His presence was an integral part of my childhood. I was his first grandchild and enjoyed a certain kind of love and attention that came with it. I might even say I was perhaps the grandchild with the greatest access to the art form, albeit circumstantially. I was born and raised at a time when he was at the peak of his career as a celebrated nattuvanar, teaching many privileged caste girls from ‘respectable’ households, fulfilling the moral mandate of the reinvented Bharatanatyam. It is no surprise that they went on to become successful dancers with careers in the very tradition that families like mine historically inherited.
Social conditioning and my own circumstances do not allow me “legitimate rights” over my grandfather or Bharatanatyam, and I too don’t feel any sense of ownership over him or the art form. I don’t think I should be the person speaking about him, teaching one of his dance compositions, dancing one of his pieces on his birth anniversary — the system doesn’t give me that space. There are others authorised to celebrate his life, his teachings, his art, his musicality, and his contributions in their lives.

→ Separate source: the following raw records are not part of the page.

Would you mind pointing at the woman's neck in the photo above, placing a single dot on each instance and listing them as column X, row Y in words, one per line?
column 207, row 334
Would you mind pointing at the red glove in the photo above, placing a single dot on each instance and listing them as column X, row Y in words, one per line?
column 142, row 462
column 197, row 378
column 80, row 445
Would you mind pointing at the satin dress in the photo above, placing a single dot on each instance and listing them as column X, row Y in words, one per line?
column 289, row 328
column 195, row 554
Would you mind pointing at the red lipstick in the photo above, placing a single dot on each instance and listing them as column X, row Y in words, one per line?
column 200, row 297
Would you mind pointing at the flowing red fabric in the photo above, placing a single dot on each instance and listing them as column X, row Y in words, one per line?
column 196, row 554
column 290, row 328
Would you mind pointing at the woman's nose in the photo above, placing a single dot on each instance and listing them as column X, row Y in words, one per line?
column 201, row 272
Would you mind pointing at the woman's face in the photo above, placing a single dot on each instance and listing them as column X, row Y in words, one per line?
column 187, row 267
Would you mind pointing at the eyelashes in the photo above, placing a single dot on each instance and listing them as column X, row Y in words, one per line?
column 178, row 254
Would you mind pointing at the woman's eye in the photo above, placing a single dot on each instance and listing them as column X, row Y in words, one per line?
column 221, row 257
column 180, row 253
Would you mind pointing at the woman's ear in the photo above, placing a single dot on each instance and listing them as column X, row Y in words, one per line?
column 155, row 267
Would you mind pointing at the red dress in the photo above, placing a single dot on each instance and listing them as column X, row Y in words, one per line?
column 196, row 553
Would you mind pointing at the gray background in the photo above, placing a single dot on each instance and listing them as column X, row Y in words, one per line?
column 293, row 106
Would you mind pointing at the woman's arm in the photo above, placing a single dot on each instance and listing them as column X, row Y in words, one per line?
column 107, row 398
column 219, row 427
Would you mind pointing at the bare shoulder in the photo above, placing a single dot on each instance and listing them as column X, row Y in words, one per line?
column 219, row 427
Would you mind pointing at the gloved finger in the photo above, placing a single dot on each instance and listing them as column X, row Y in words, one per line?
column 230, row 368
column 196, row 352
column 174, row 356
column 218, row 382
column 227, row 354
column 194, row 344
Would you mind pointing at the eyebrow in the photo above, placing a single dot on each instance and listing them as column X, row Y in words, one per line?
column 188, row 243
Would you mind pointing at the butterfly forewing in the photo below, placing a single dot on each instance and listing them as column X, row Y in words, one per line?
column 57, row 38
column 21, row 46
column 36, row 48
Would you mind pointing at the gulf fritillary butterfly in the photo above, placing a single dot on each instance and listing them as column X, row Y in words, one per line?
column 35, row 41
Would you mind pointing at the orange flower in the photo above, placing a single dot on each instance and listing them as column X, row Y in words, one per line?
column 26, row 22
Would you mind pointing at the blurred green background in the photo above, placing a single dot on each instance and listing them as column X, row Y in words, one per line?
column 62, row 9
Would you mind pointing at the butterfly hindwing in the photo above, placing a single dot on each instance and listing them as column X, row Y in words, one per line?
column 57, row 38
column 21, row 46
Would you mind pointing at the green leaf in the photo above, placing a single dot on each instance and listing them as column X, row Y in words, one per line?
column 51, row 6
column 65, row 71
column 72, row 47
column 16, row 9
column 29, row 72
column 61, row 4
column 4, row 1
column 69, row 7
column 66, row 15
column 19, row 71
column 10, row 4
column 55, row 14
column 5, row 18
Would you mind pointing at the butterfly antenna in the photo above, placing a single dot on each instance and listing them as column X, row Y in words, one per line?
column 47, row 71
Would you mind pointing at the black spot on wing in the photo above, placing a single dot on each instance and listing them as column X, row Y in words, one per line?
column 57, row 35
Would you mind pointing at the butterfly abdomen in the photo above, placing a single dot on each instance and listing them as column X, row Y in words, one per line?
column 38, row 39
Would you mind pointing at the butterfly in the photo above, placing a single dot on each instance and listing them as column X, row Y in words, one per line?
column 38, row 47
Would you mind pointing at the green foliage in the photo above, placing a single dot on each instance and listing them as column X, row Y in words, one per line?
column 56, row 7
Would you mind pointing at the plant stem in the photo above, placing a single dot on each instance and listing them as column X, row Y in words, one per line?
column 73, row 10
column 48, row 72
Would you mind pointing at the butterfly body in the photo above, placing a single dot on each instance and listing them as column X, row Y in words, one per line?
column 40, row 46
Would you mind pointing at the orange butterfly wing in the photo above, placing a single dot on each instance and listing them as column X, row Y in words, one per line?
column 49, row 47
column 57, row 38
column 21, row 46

But I want to mourn his loss, a loss that happened too early for me. I also, perhaps more importantly, want to mourn the lack of legitimacy and opportunity that women from our families face. If at all we are included, it is always on the margins, reduced to being “carriers of a great tradition,” called in during lecture demonstrations or workshops to demonstrate “old things” that some are curious about (even if in private these “old aesthetics” are mocked at), or other such activities on the fringes of Bharatanatyam’s economy. This phenomenon has been occurring for more than four generations now. As others celebrate my grandfather’s art and his genius, I hope we can reflect more closely on what exactly we are celebrating, and also ask ourselves the deeper (and intentionally invisibilised) questions around ‘legitimacy’, authority, authenticity and power in the world of Bharatanatyam.
The writer, a social and cultural activist, is also a performer and teacher of Bharatanatyam.